Out of the approximately four million students who enter college every year, how many do you think graduate? Less than half. The data behind that statistic raises a host of interesting questions and compelling stories.
Today, The Chronicle of Higher Education has launched a new interactive tool that for the first time makes accessible the most recent data for college completion rates across the United States. This tool allows the user to examine and compare institutions by race, gender, geography; public versus private; and two-year versus four-year. It provides the raw data for people who wants to dig further and it offers the chance to share thoughts, questions, and your own information to further the conversation. The tool is linked to a series of related stories to help understand the meaning and implications of the data:
The Rise and Fall of the Graduation Rate, by Jeff Selingo. The way students go to college now makes the government's measure less useful than ever.

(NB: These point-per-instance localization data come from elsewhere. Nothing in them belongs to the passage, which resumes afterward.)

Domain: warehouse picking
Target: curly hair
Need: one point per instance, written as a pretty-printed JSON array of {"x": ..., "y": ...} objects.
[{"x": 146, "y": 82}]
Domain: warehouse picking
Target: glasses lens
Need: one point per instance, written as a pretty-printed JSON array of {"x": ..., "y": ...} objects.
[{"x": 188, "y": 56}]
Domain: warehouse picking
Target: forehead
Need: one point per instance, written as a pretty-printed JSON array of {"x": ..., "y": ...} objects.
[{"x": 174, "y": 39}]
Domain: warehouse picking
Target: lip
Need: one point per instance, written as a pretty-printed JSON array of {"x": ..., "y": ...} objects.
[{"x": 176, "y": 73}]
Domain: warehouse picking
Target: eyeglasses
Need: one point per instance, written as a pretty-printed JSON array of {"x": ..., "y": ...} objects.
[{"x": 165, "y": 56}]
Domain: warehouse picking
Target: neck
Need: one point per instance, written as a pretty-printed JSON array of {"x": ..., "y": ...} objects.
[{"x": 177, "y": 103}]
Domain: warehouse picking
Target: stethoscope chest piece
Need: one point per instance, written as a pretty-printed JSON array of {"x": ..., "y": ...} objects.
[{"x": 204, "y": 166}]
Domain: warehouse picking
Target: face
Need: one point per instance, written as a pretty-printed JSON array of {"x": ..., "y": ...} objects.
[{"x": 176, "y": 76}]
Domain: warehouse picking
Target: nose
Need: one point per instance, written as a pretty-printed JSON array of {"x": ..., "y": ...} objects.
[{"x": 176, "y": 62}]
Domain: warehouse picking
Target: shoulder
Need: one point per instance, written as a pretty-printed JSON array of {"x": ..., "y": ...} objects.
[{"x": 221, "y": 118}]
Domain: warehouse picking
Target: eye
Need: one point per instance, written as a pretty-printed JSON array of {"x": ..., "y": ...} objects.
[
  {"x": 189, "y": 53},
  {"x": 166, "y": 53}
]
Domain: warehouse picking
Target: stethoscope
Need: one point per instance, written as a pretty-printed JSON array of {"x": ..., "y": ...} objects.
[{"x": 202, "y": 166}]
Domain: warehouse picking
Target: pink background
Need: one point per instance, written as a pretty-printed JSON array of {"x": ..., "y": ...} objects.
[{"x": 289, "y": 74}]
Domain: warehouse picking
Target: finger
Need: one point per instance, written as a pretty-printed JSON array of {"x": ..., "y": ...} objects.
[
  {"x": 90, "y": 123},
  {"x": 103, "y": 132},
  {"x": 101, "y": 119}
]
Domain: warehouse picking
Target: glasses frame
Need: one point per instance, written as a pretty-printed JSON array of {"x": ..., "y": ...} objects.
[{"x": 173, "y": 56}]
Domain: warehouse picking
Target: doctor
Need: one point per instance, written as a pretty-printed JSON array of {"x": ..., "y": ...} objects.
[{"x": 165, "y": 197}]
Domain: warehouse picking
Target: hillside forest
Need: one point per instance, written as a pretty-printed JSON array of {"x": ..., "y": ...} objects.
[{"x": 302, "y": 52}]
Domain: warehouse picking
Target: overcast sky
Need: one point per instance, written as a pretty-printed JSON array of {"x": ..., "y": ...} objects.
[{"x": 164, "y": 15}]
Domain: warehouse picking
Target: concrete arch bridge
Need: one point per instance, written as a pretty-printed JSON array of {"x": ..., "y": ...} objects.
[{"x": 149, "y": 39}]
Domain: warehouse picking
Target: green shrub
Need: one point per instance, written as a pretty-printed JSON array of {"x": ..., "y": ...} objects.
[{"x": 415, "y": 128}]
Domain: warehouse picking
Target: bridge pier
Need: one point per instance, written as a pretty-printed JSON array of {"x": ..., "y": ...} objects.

To Raise Completion Rates, States Dig Deeper for Data, by Eric Kelderman. Knowing more about students can help colleges do what it takes to help them graduate. Easier said than done.
For-Profits Develop More-Forgiving Measures to Tally Grads, by Goldie Blumenstyk. The federal rate's flaws loom especially large for proprietary colleges. But are their alternatives more marketing than metric?
Students Who Don't Count, by Sara Lipka. Transfers, people who take a year off, and part-time students (all a growing group of enrollees) are not included in national data about who finishes college.
Do College Completion Rates Really Measure Quality? Seven higher-education experts assess the meaning behind the measurements.
This project is a good example of an exciting three-pronged strategy many media organizations are employing in their approach to data journalism: stories, interactive data, and community (community being the effort to facilitate user input, make connections between one another and have enduring conversation).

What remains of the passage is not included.